Entre Rádio e TV, qual você escolhe?

“Talvez eu goste um pouco mais de rádio. Sabe por quê? Em televisão quando sai alguma coisa errada a culpe é sempre sua. No rádio funciona diferente. Agora veja bem, meu envolvimento com o rádio foi inesperado, não foi planejado. Não fui fazer rádio na Europa. Eu fui à Europa! E a maneira de ir ao Velho Mundo era fazer rádio lá. Outro fator determinante se deu em razão do meu ingresso na BBC que não era uma rádio comercial e sim cultural, isso me ajudou bastante. A BBC ensinou-me mais que fazer rádio, me descortinou para a vida artística."

Sérgio,você foi filho único e optou por não ter filhos, por qual razão?

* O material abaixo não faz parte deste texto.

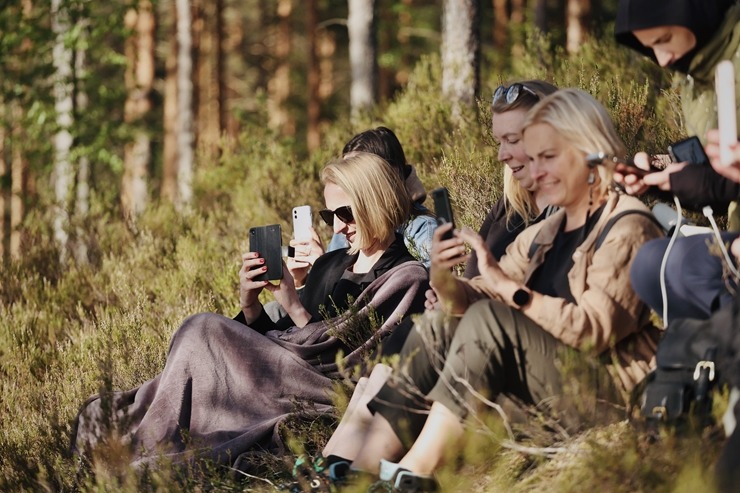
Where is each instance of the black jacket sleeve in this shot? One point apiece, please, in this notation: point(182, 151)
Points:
point(697, 186)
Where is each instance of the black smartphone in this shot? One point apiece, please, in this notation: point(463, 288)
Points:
point(268, 242)
point(688, 150)
point(443, 209)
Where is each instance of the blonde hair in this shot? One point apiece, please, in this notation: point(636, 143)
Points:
point(379, 200)
point(519, 200)
point(584, 123)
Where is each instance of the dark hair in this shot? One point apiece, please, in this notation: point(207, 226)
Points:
point(382, 142)
point(525, 100)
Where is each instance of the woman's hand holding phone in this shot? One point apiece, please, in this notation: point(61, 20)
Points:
point(306, 253)
point(445, 254)
point(249, 290)
point(286, 294)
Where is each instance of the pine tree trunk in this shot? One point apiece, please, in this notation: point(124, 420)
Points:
point(362, 55)
point(313, 137)
point(278, 87)
point(184, 107)
point(576, 24)
point(209, 97)
point(540, 15)
point(3, 180)
point(500, 24)
point(168, 190)
point(82, 197)
point(18, 174)
point(460, 53)
point(63, 106)
point(139, 84)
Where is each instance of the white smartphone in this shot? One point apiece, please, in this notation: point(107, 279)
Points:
point(725, 88)
point(302, 222)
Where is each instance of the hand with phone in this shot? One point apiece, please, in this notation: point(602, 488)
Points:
point(731, 171)
point(306, 251)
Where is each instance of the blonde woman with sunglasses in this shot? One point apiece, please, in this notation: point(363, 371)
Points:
point(228, 384)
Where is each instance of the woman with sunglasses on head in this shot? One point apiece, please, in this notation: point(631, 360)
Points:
point(689, 37)
point(560, 291)
point(519, 207)
point(228, 384)
point(416, 230)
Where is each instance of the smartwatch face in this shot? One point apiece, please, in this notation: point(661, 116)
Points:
point(521, 297)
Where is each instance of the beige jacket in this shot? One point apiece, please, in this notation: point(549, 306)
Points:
point(607, 314)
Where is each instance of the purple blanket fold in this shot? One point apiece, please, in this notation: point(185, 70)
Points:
point(225, 387)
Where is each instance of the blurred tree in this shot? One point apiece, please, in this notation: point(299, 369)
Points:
point(139, 80)
point(460, 51)
point(362, 55)
point(168, 189)
point(64, 106)
point(278, 86)
point(313, 105)
point(576, 28)
point(184, 127)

“Penso que se tivesse um filho nunca mais dormiria. Sou uma pessoa obcecada com várias coisas, uma delas é exatidão, outra é perfeição, outra é integridade, enfim, se meu filho ou minha filha não correspondesse exatamente a tudo aquilo que eu exigisse, ou eu me suicidaria, ou nuca mais dormiria. Esse é o tipo de temperamento de um Viotti. Isto é um segredo dos Viotti. Tenho uma prima que falo com ela todos os dias da nossa vida e nos divertimos muito. Pensamos exatamente igual. Às vezes ela diz assim: “Hoje estou tendo uma das minhas Viotadas”. E eu sei exatamente o que ela está dizendo."

O que é Dorival Carper para você?
( neste instante, ele respira fundo, pensa, e com sua voz macia e calma faz chorar o meu marido, e nossos amigos em comum, Antonio Carlos Nascimento e Carolina Nascimento)

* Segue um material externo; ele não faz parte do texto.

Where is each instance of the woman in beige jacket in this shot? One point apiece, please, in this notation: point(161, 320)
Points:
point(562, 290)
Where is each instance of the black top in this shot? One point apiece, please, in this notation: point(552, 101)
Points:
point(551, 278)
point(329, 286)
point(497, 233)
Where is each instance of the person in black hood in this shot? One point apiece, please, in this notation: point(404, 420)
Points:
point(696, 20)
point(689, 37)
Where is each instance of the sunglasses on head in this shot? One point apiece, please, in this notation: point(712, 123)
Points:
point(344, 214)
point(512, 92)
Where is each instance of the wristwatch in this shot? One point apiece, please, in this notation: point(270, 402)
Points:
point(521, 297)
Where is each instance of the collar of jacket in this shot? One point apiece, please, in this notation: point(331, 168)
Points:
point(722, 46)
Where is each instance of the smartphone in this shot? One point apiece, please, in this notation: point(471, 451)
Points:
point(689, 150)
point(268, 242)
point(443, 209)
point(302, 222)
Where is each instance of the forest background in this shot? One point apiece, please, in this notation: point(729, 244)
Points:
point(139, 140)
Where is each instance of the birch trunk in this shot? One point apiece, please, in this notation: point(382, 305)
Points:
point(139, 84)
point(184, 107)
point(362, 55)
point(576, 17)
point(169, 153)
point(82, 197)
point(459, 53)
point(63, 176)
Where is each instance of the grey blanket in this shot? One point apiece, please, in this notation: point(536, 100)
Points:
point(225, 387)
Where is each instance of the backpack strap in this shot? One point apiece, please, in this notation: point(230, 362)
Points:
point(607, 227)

“Dorival é meu amigo, meu irmão, meu pai, meu conselheiro, meu colega, meu produtor. E isso há 44 anos ( Pausa). Eu não seria exatamente a pessoa que sou hoje, se não fosse ele. Sempre me ajudou, enormemente em todos os momentos da minha vida. ( Sérgio aponta Dorival que também acompanha a entrevista) sempre me deu um grande apoio. Quando tive problemas grandes como a doença de meu pai, doença de minha mãe. Nós somos mais que amigos e irmãos. No fundo no fundo, somos uma pessoa só! Nos ajudamos e nos respeitamos um ao outro de uma tal maneira, que eu acho um privilégio ter encontrada na vida uma pessoa como Dorival."

Sua veia artística vem da sua mãe?
“Não. Não. O amor pela arte, pela música, a paixão pelos livros e a pintura, herdei dos Viotti ( família do pai). Minha falação sim é dos Silveira...falam demais. Você tem que implorar de joelhos para um Silveira ficar quieto. Todos os Viottis que eu conheci e conheço tem um lado artístico marcante; não necessariamente sendo um profissional."

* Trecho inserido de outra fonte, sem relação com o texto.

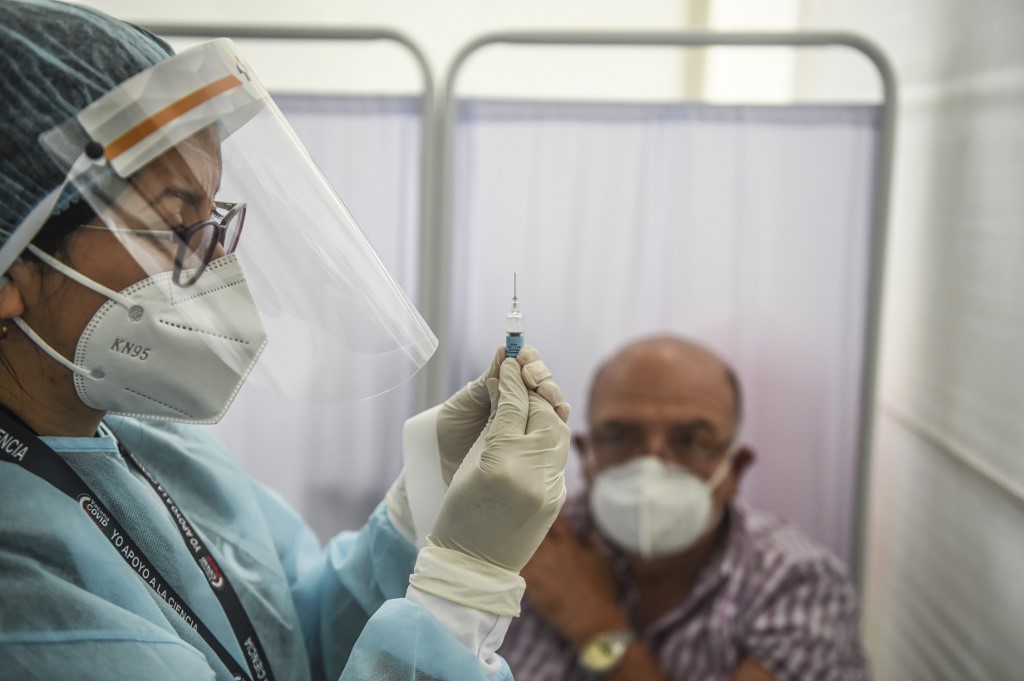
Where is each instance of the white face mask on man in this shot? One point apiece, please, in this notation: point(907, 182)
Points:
point(653, 508)
point(143, 354)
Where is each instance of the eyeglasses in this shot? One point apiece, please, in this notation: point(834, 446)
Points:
point(692, 448)
point(198, 241)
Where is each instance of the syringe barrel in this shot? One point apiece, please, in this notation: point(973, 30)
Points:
point(513, 323)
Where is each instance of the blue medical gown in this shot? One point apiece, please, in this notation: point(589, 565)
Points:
point(72, 608)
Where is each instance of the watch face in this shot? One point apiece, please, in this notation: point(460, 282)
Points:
point(604, 651)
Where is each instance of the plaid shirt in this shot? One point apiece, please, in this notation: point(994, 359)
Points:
point(770, 593)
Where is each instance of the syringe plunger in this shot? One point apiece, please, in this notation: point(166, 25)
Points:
point(513, 327)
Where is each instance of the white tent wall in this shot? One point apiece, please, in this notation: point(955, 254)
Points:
point(946, 529)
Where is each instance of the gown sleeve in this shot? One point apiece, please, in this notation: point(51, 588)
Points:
point(349, 596)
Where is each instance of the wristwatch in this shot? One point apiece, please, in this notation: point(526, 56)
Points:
point(603, 652)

A sua crítica sobre a peça “O Balcão “ é maravilhosa e é considerada uma obra de arte. Dizem que ela supera a peça! Como é isso?

“Isso foi em 1971. Fui convidado para fazer a peça, mas como tenho medo de altura acabei recusando. Esta obra do escritor e dramaturgo Frances Jean Genet ( 1910 – 1986) contava com cenografia consubstanciada de um espiral de ferro vertical, uma espécie de elevador representando um palco de acrílico , que subia e descia. Foi um dos espetáculos mais extraordinários que eu vi em toda a minha vida. Não fiz a peça, mas fiz a crítica."


E assim, foi concedida a entrevista para mim, ao lado de meu marido e um casal de amigos, com a maior tranquilidade. Vez por outra davamos uma gargalhada, tomavamos mais um vinho, e saímos de lá, muito tarde. Os dois nos receberam com a maior classe! Assim, normalmente, como eles sempre são. Um encanto! Um presente.